Saturday, February 19, 2005

Empire Wars Chronicles

Two days ago I wrote up a short instruction for what will be the 2005 Empire Wars Ladder Tournament, which is a way of keeping score of all "official" games that happen this year. The scoring is a +/- scheme that encourages players even if they can't "win" a particular game... there are degrees of losing. Hopefully this will be a good way to get people interested in the game. I also wrote up an optional rule for a random starting bonus... essentially a racial trait system.

Tonight at Drexoll I played that "other" space empire game, the recently released third edition of Twilight Imperium. Believe it or not, this game takes longer to play than Empire Wars, which is heartening to see. TI gets a mixed review from me, though I'll definitely play it again at least once.

Sunday, February 13, 2005

Empire Wars Chronicles

I was supposed to play a game with Chris Q and Chris D today at Q's place but D managed to screw everything up by hosting a small party/game night at his place. Small but too big for me with plenty of girlfriends around to screw up any possibility of EW. I was going to go anyway but I had a commitment from Ziggy to play as well and I would have felt bad about abandoning it. So we decided to play at the armoury. Ziggy brought his friend Blake and I voluntold two troops to play (actually they were enthusiastic). So we had a 5 player game with 3 new players. I set it up with 4 regular empires and 1 freelancer (me), with a small amount of terrain. Teaching new players was slow as always but the guys caught on as quick as anyone. All in all we had a pretty awesome game. Joe and Pat formed an alliance right away and I didn't help things by working for them as a scout against Ziggy. Ziggy went for cruisers at the near-total expense of his escort capability so picketing was easy. At the end of the game he ended up losing two systems (one captured, one suicide-raided). Blake was left alone and was focusing on merchant capability. Aside from picketing I engaged in trade with several players. Comments were positive though identifying that combat was slow to resolve. Ziggy brought his laptop but it was too stupid to read my iPod so I couldn't show off/use the Empire Assistant, which everyone admitted would solve the difficult bits quite well. Blake was very enthusiastic about the game in general and talked about coding a purpose-built Empire Assistant. I'll be following up with him probably on Friday and I hope to keep in touch with everyone for future games.

I'm pretty close to the critical mass of experienced players I need to be able to guarantee a regular session. I figure I need 10+ to get 4-6 out on a given day and today was a big step towards that.

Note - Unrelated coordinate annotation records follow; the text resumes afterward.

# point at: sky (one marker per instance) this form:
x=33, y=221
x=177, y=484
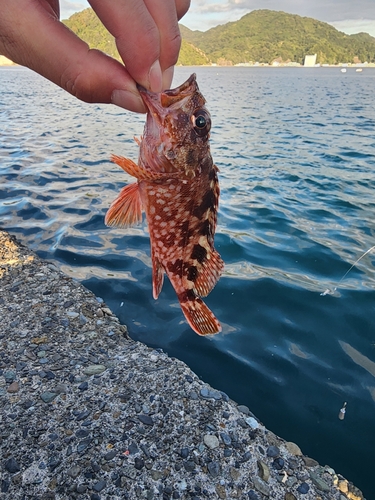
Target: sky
x=349, y=16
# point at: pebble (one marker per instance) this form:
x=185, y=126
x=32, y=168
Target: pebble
x=261, y=486
x=13, y=387
x=94, y=369
x=207, y=393
x=263, y=470
x=211, y=441
x=99, y=486
x=11, y=465
x=48, y=397
x=122, y=420
x=273, y=451
x=303, y=488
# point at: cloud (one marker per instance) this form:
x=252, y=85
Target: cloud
x=345, y=15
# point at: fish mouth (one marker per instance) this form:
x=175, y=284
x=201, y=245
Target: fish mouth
x=159, y=103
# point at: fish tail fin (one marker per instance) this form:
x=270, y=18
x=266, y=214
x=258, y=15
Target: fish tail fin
x=126, y=210
x=198, y=315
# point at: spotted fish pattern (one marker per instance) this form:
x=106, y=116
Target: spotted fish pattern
x=177, y=187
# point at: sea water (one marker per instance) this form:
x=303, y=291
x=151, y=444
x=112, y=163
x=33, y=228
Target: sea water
x=296, y=153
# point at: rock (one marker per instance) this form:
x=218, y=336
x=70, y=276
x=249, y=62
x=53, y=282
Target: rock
x=74, y=471
x=99, y=486
x=343, y=486
x=213, y=469
x=252, y=422
x=243, y=409
x=211, y=441
x=48, y=397
x=13, y=387
x=289, y=496
x=261, y=486
x=273, y=451
x=11, y=465
x=94, y=369
x=293, y=448
x=303, y=488
x=111, y=454
x=226, y=439
x=319, y=483
x=263, y=470
x=146, y=419
x=310, y=462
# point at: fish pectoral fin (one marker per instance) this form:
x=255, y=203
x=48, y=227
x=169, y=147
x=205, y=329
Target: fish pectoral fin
x=208, y=274
x=128, y=166
x=157, y=277
x=126, y=210
x=198, y=315
x=141, y=173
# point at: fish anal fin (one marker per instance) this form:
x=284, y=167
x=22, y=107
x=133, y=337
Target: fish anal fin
x=198, y=315
x=157, y=277
x=126, y=210
x=209, y=273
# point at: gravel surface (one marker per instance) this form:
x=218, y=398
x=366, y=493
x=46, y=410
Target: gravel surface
x=87, y=413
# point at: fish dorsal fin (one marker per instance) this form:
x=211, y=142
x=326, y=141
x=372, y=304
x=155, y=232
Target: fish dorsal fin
x=157, y=277
x=208, y=274
x=126, y=210
x=201, y=319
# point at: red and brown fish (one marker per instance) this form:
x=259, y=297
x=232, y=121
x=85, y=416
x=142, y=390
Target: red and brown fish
x=177, y=187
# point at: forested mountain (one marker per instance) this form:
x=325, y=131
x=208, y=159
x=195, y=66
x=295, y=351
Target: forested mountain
x=260, y=36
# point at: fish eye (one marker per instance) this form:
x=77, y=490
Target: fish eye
x=201, y=122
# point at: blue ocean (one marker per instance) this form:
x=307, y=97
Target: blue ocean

Saturday, February 12, 2005

A Little Help?

This afternoon was lovely near-summer weather so I went for a rucksack march (so I was in uniform with 50+ lbs on my back). As I was coming back home I was running through the local high school park and I saw 4 14-15 year old boys running in the field nearby. One of them pushed over the guy in the front and as I was watching them they started to punch him and then started to kick him.

Naturally I turned towards them and started yelling. Just as I was about to throw one of them they started laughing, including the boy being "roughed up".

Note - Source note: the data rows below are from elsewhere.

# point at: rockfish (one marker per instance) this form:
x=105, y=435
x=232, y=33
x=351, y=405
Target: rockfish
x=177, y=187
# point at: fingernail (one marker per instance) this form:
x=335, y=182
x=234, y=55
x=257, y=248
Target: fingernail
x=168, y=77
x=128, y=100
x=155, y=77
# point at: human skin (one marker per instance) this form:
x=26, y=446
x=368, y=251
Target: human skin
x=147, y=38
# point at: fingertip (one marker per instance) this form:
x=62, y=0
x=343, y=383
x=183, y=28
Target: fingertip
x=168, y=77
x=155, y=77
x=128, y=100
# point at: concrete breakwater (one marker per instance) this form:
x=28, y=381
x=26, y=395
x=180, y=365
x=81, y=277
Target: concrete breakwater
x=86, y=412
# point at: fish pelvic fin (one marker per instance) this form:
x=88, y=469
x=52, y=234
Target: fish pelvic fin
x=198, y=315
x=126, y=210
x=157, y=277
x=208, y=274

As it turns out they were conducting a little social experiment. They told me they had been doing this for awhile and I was the first person to actually help the "victim". Everyone else ignored them while one guy apparently ran away. They intended to do all this again with video camera for an amateur documentary.

I was reminded of a study I was told about in 1st year psyche about experiments where they would record people's reactions to someone lying "unconscious" on a downtown sidewalk. Almost no one ever helped.

Not surprising. I end up doing first aid a little more than once a year but I don't think I've ever seen an accident in progress. Each time I have been the first responder even though the accident happened several minutes before.

I'm pretty much wired to react, possibly due to my training (though perhaps not). But I guess the facts of life are that most people would rather look at their shoes than try to help a stranger.